Location: 4519 Centre Ave., Oakland. 412-688-8388
Hours: Mon.-Sun. 11 a.m.-10 p.m.
Prices: Appetizers $2-5; entrees $6-9
Fare: Indian
Atmosphere: Pastels and spice
Liquor: BYOB
Smoking: None Permitted

 

Almost alone among foreign cuisines, Indian restaurants have somehow avoided the dumbing-down process that has accompanied assimilation to the American palate. It's not that the dishes in Oakland are exactly the same as those in Indore -- availability of ingredients alone is a barrier to that -- or that regional diversity hasn't been blurred. But, while menus at most American Indian restaurants tend to list the same familiar dishes, those seem to be fairly authentic, with fewer of the lost-in-translation adaptations that have become the bane of, say, Chinese restaurants. (Chop suey, anyone?)

While this is generally a good thing, the homogenization of Indian menus can make it hard for the best restaurants to stand out. Tandoor -- the fourth consecutive Indian eatery in its location on Centre Avenue -- is one that has begun taking steps toward differentiating itself.

The first, and striking, distinction is a visual one. On the cover of the menu, an array of colorful spices, the hallmark of Indian cuisine, fills nine round metal bowls in an appealingly photographed image. Though the dining room mostly recycles the perfectly serviceable décor of the previous occupant, this identification of Tandoor with the colors, textures and flavors of Indian spices continues with the glass display jars filled with layers of legumes, seeds and powders, which resemble the sand art that children make at street fairs. For those familiar, it's a sort of recognition test of seasonings; for the novice, it's a visual reminder that the jar of curry powder on the supermarket shelf is an innovation of colonialism, not culinary heritage.
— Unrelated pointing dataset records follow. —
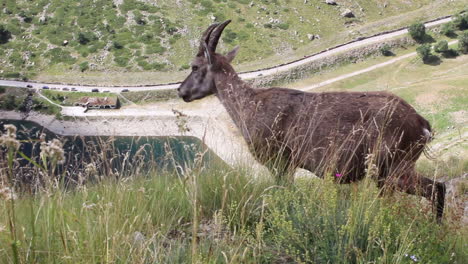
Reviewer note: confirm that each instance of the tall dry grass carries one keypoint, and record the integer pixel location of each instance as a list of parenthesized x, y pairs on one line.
[(203, 214)]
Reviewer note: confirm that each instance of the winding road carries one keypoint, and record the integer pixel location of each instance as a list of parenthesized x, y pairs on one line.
[(244, 75)]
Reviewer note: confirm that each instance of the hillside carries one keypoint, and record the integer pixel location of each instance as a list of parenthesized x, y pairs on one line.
[(79, 41)]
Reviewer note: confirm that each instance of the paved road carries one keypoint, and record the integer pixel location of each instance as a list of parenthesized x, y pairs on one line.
[(245, 76)]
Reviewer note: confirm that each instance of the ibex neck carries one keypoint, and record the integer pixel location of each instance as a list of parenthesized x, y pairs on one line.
[(235, 95)]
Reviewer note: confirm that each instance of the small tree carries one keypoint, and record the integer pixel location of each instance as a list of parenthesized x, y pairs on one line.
[(5, 35), (441, 47), (424, 52), (385, 50), (84, 66), (461, 21), (417, 31), (448, 29), (463, 42)]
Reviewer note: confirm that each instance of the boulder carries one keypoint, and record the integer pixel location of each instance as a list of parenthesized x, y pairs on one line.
[(347, 13)]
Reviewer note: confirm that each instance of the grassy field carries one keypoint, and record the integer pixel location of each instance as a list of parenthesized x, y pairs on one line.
[(438, 92), (138, 42)]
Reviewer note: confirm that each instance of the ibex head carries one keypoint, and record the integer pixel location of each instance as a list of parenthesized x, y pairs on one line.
[(207, 63)]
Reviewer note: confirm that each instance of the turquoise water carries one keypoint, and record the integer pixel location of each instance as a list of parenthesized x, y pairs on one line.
[(117, 154)]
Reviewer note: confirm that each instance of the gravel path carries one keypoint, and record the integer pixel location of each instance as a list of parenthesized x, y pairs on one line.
[(246, 75)]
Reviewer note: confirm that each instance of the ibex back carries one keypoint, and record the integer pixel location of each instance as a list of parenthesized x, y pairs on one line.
[(345, 134)]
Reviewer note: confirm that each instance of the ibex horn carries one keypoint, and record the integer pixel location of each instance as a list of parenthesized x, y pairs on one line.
[(216, 34), (206, 36)]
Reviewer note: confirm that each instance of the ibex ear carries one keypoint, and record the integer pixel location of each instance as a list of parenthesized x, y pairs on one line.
[(207, 54), (232, 54)]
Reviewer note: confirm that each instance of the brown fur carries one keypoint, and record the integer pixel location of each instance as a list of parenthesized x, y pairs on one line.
[(340, 133)]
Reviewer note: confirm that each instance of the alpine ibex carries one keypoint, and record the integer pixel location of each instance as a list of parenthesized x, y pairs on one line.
[(345, 134)]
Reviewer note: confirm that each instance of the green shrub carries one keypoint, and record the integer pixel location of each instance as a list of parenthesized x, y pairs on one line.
[(5, 35), (417, 31), (283, 26), (448, 29), (58, 55), (463, 42), (229, 36), (424, 52), (121, 61), (461, 21), (385, 50), (117, 45), (84, 66), (441, 47), (155, 48)]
Tandoor's menu offers the usual curries, kormas, vindaloos and biryanis at impressively low prices, with no item more than $10. The savings aren't in entrée portions, but appear to come in more modest servings of rice and an absence of complimentary pappadam bread, a trade-off we are perfectly happy to make.

The menu also features a pair of innovations that should have Indian restaurateurs across the country striking their foreheads and crying out, "Why didn't I think of that?": tandoori wings and kebab wraps. After all, what is a more natural translation than offering succulent, clay-oven-fired chicken in finger-friendly wing form, or wrapping spiced and seasoned meats in fresh-baked Indian flatbread to make a sandwich?
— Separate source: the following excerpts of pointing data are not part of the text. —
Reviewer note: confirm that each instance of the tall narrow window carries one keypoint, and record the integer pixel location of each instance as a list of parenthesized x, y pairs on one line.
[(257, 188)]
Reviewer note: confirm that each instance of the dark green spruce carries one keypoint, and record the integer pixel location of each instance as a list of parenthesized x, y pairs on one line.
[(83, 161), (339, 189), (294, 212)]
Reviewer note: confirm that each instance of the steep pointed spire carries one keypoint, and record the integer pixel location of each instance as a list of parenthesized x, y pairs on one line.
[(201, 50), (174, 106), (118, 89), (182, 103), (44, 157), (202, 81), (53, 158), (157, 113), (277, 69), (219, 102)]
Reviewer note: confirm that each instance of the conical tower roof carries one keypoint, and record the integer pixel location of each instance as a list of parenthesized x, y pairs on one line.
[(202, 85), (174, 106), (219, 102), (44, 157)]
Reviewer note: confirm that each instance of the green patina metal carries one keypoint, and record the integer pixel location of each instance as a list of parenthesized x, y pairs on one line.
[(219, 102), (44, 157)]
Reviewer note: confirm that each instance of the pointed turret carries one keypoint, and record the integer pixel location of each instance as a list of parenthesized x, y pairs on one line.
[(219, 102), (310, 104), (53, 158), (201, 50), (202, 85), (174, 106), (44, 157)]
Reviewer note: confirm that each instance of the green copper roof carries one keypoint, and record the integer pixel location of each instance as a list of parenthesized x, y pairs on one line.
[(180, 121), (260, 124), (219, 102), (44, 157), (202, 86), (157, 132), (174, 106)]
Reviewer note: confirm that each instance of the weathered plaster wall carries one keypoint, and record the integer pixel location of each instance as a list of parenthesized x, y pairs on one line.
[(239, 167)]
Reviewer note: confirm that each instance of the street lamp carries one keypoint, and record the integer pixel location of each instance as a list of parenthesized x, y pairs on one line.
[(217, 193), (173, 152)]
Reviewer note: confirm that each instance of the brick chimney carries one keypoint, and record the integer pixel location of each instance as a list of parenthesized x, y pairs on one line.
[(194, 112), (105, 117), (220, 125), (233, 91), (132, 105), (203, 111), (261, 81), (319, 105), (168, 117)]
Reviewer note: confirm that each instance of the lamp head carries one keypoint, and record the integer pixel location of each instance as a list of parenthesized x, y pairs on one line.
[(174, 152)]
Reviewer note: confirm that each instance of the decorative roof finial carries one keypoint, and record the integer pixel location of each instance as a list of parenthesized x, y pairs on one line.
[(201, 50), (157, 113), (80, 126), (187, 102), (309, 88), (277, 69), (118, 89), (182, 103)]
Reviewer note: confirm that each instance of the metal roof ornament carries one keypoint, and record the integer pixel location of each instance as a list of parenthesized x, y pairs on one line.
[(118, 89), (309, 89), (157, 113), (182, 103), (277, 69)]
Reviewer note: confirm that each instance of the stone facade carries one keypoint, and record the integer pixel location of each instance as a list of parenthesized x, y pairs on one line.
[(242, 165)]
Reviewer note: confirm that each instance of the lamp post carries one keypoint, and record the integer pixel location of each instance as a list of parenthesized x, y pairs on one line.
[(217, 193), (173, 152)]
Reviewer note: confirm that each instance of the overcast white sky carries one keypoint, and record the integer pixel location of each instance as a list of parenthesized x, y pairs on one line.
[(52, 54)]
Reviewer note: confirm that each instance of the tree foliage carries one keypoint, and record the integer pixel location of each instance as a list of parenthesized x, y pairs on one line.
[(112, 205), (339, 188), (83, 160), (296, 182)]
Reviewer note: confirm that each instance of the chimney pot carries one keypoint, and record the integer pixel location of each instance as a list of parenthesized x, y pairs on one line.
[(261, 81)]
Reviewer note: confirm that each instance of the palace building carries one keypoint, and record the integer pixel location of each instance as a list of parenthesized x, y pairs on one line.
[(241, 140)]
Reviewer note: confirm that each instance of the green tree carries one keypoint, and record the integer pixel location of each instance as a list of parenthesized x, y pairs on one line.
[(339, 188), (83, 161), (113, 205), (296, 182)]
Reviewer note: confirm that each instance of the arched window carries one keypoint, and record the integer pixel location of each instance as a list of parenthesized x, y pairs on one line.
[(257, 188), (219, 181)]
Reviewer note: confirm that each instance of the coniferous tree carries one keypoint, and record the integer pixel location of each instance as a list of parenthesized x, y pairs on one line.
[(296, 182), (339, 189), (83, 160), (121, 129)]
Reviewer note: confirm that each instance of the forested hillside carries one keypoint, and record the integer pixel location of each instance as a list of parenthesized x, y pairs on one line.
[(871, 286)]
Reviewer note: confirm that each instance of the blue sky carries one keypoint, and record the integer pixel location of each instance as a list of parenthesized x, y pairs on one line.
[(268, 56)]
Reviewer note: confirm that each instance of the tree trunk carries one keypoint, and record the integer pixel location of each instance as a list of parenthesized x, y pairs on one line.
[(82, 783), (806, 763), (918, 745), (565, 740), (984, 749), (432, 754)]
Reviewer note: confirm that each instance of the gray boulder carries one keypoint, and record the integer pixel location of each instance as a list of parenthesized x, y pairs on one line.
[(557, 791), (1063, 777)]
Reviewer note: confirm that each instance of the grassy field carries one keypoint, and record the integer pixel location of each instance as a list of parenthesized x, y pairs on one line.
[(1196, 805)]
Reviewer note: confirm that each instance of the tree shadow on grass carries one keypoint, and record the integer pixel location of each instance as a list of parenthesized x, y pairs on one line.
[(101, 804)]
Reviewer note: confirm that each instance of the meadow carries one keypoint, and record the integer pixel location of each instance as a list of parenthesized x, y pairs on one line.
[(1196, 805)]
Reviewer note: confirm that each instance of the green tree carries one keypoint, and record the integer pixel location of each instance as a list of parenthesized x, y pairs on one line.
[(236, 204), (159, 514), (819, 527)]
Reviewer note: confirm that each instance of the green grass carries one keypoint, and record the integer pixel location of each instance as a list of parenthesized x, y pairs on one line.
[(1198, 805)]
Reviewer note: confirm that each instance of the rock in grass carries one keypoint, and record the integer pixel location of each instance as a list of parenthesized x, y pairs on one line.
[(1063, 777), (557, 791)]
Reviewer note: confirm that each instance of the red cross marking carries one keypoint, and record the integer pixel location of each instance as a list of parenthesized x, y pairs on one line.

Tandoor's execution proved as good as the concept, with the wings as crispy and flavorful as any beer-night special, their coating tangy with a generous citrus kick. The wrap -- we chose the fried-fish version -- was as superb as it was simple, with the moist fish aromatically spiced and the bread an airy, flaky conveyance. Both dishes were served with green chutney, a spicy, chili-based sauce that allows the adventurous diner to lay on plenty of Indian heat.

Tandoor is also the first local Indian restaurant we know of to offer chats, Indian snacks traditionally sold by street vendors and designed, like a hot dog or pizza slice, for eating on the run. Chatpapri, likened by our server to "Indian nachos," featured crisp, cracker-like flatbread chips smothered in sweet, fruity tamarind sauce, seasoned yogurt, chick peas and cilantro. Had the toppings been drizzled over the chips with some restraint, the combination of flavors might have been irresistible. But in great dollops, the toppings soon merged into a thick soup that drowned the bread beneath. Samosa chat was a less sweet, spicier array of toppings layered over Indian vegetable fritters. The samosas seemed to be high quality – tender and not mushy -- but we had to fish for them under the sea of sauces. It was hard for us to imagine consuming these messy dishes as street food. But then, this was our first experience with chats.
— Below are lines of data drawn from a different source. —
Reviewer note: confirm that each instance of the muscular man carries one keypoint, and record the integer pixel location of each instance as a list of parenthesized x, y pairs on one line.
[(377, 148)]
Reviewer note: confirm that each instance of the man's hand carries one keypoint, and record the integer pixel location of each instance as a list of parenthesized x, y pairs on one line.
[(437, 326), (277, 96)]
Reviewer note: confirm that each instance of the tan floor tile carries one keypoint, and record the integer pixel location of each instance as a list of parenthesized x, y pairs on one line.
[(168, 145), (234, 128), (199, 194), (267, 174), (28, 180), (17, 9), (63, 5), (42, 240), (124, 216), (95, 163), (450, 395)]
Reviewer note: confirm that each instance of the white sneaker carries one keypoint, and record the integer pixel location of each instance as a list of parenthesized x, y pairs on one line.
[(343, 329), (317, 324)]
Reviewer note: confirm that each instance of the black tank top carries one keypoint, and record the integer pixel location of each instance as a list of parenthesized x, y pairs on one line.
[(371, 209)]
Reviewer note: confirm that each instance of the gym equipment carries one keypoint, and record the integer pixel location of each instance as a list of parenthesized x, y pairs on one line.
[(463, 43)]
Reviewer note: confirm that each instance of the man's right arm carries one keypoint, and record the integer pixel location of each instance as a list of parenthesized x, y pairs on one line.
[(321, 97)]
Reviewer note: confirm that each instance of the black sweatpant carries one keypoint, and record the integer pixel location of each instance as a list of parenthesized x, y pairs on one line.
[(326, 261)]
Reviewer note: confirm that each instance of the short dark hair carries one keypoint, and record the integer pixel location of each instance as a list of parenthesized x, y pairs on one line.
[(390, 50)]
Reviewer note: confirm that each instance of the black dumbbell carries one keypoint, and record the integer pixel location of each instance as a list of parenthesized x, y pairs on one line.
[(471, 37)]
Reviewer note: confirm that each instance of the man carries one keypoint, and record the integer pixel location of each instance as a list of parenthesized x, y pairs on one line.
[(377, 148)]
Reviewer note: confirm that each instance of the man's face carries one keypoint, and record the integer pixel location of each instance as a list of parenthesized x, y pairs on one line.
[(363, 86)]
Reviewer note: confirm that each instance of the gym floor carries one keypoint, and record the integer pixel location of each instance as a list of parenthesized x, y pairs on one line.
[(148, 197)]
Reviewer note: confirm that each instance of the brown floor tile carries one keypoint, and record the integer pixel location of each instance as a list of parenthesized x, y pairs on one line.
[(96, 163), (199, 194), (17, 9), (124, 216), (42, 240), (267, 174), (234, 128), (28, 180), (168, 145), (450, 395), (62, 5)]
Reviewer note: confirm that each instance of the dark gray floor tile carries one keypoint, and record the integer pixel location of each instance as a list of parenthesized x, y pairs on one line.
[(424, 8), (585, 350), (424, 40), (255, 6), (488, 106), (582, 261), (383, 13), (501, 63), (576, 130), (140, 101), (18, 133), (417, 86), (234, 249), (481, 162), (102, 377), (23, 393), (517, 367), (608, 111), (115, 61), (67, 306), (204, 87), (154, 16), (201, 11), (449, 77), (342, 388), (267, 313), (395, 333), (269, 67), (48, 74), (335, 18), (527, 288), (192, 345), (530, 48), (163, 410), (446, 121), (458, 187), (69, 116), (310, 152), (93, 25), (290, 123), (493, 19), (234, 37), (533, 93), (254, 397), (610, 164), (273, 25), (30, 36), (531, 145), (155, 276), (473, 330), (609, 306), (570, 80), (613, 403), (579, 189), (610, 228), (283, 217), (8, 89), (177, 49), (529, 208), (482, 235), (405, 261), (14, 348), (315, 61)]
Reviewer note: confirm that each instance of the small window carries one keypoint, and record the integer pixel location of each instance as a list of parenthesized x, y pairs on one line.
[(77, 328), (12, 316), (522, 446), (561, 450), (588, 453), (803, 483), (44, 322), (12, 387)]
When an Indian restaurant offers goat, one of us usually takes it up. Tandoor's goat biryani was different from the biryanis we're used to: It contained peanuts and a hard-boiled egg, but scant caramelized onions, our favorite part. Nonetheless, the rice was fluffy and tender, as in a good pilaf, and the goat was flavorful and moist, devoid of any unwelcome notes of gaminess.

Angelique ordered chicken tikka masala, a favorite dish, and enjoyed Tandoor's version thoroughly. The chicken was so tender it almost melted into the sauce, which had an agreeably tangy note acting as counterpoint to its heat. Fresh, crisp chopped scallions, also present in a companion's lamb saag, provided textural interest as well as extra zip, while underneath it all, the basmati rice was nutty and aromatic.

At Tandoor, dishes familiar to us in name nevertheless featured distinctive flavors and ingredients, and innovations designed to bridge Indian and American tastes were delightful. In its efforts to break out of the straightjacket that makes some restaurants feel rote, Tandoor seems destined to introduce new diners to Indian cuisine, and seasoned diners to new tastes.